How to Fix Slow Command Bar Buttons in Model-Driven Apps (Stop Buttons Taking Forever to Appear)

How to Fix Slow Command Bar Buttons in Model-Driven Apps (Stop Buttons Taking Forever to Appear)

If you’ve ever built a model-driven app in Power Apps, you’ve probably battled with slow-loading command bar buttons. You click a table, and for 3… 5… sometimes 10 seconds, your button just refuses to appear.

For ages, I kept asking:

Why are my buttons taking so long to show up, even when my formula is simple?

This blog is the answer I wish I had earlier, and the pattern that finally solved the performance problem completely.

The Root Problem: Visibility Rules Are Slow

Model-driven command bar visibility conditions run server-side, and every time the grid refreshes or a row is selected, the system must:

  1. Query Dataverse
  2. Apply your filter logic
  3. Decide whether the button should show

If your logic includes things like:

CountRows(Filter('MyTable', Condition)) > 0
 

…Dataverse has to scan the dataset every time.
This causes the infamous button delay.

The Big Realization

After testing everything, CountRows(), IsEmpty(), rollup fields, calculated fields the truth became clear:

The fastest command bar button is the one that is ALWAYS visible.
The logic belongs INSIDE the button, not around it.

This single shift changed everything.

The Best Pattern: Always Show the Button

Instead of hiding buttons based on conditions.

  •  always show the button
  • then block the action inside when conditions aren’t met.

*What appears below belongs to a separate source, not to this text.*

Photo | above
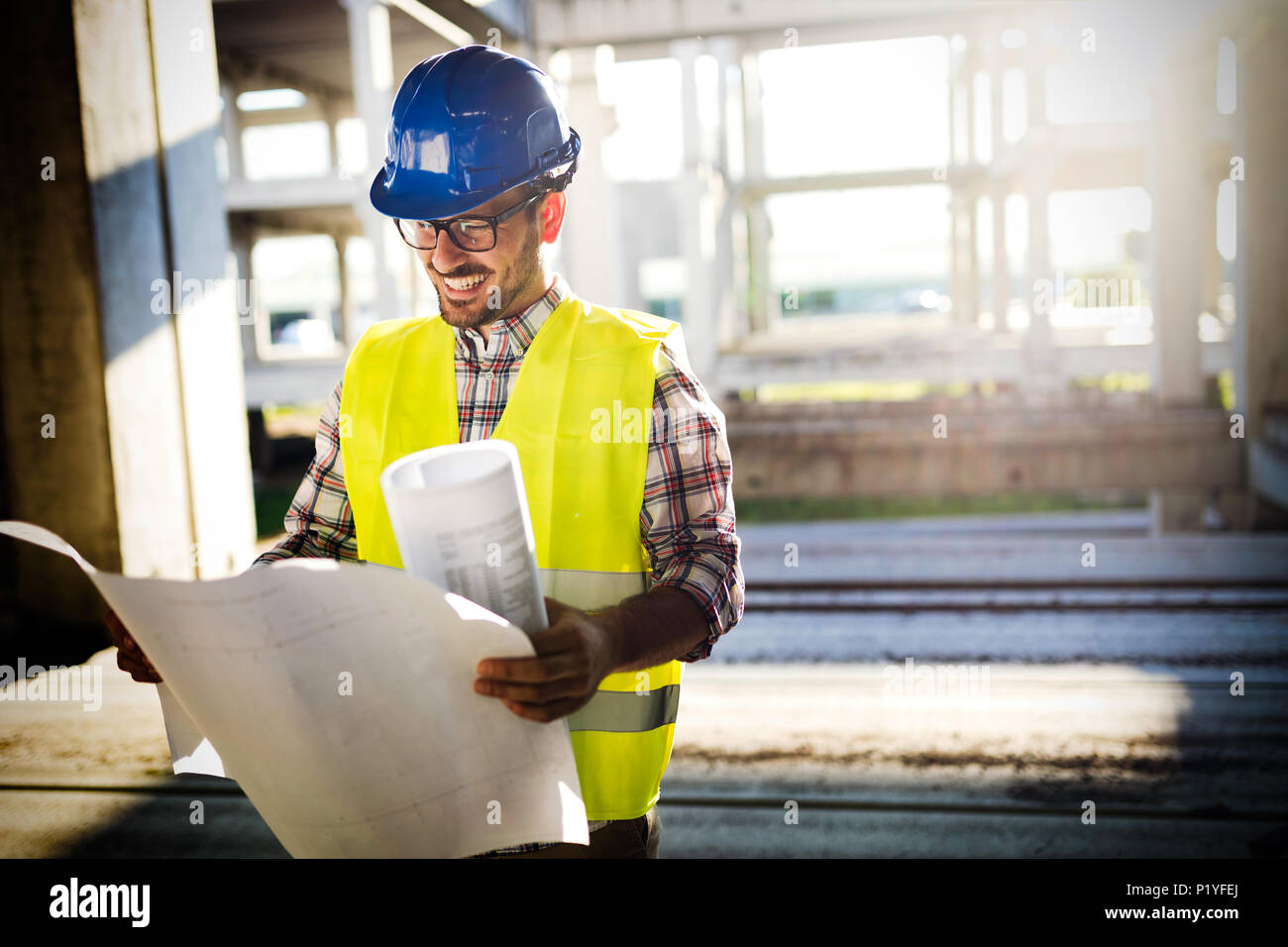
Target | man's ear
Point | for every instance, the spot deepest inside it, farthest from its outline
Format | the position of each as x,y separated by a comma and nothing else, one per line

This turns your slow visibility checks into fast, click-time validation

Important Exception / Clarification

If your visibility rule is purely status-based — for example:

  • Only show the button when Status = Draft

…that is usually fine, because it’s just reading a field on the selected row.

But the moment your visibility logic checks a related table (e.g., items, lines, approvals):

  • CountRows of related items
  • Filter on child records
  • Checking if related records exist

…your button will always load slowly.

So:

Use visibility rules ONLY for simple status checks.
Never use them for related-table logic.

Otherwise the delay is guaranteed.

This is the nuance most people miss.
 

Example Scenario

In my procurement app:

  • You can’t submit if there are no procurement items
  • You can’t submit if the case is already submitted
  • But the button must always be visible (for UX consistency)

This is the perfect case for action-level validation.

showing command bar

If(
   // Already submitted?
   Self.Selected.Item.'Status (statuscode)' = 'Status (procurement_cases)_1'.Submitted,
   Confirm(
       "This procurement case has already been submitted.",
       {
           Title: "Already Submitted",
           ConfirmButton: "OK"
       }
   ),

   // No procurement items?
   IsEmpty(
       Filter(
           'Procurement Items',
           procurement_case = Self.Selected.Item.procurement_case
       )
   ),
   Confirm(
       "You cannot submit because this procurement case has no items.",
       {
           Title: "No Items",
           ConfirmButton: "OK"
       }
   ),

   // Otherwise proceed
   If(
       Confirm(
           "Are you sure you want to submit this procurement case?",
           {
               Title: "Submit Procurement Case",
               ConfirmButton: "Yes",
               CancelButton: "No"
           }
       ),
       Patch(
           'Procurement Cases',
           Self.Selected.Item,
           {
               'Status (statuscode)': 'Status (procurement_cases)_1'.Submitted
           }
       );
       Notify(
           "Procurement case successfully submitted.",
           NotificationType.Success, 6000
       ),
       Notify(
           "Submission cancelled.",
           NotificationType.Warning, 5000
       )
   )
)
 

his pattern gives you:

  • Instant button loading

Visibility logic is gone.

  • Clear user feedback

Instead of disappearing buttons, the user gets confirmations and warnings.

  • Reliable validation

You prevent invalid actions even if data changes while the form is open.

  • Cleaner UX

Buttons don’t jump around or appear late.

Why Not Use Rollup Fields?

Rollup fields are useful but update on a delay (5–30 seconds typically).
So, if you need real-time validation, use in-formula checks instead.

If your command bar buttons are taking forever to load, the problem isn’t your app; it’s the pattern.

Switching to "always visible, validate inside" is a game-changer:

  • No more slow buttons
  • No more confusing UX
  • No more Dataverse lag

This pattern now lives in every model-driven app I build and it simply works.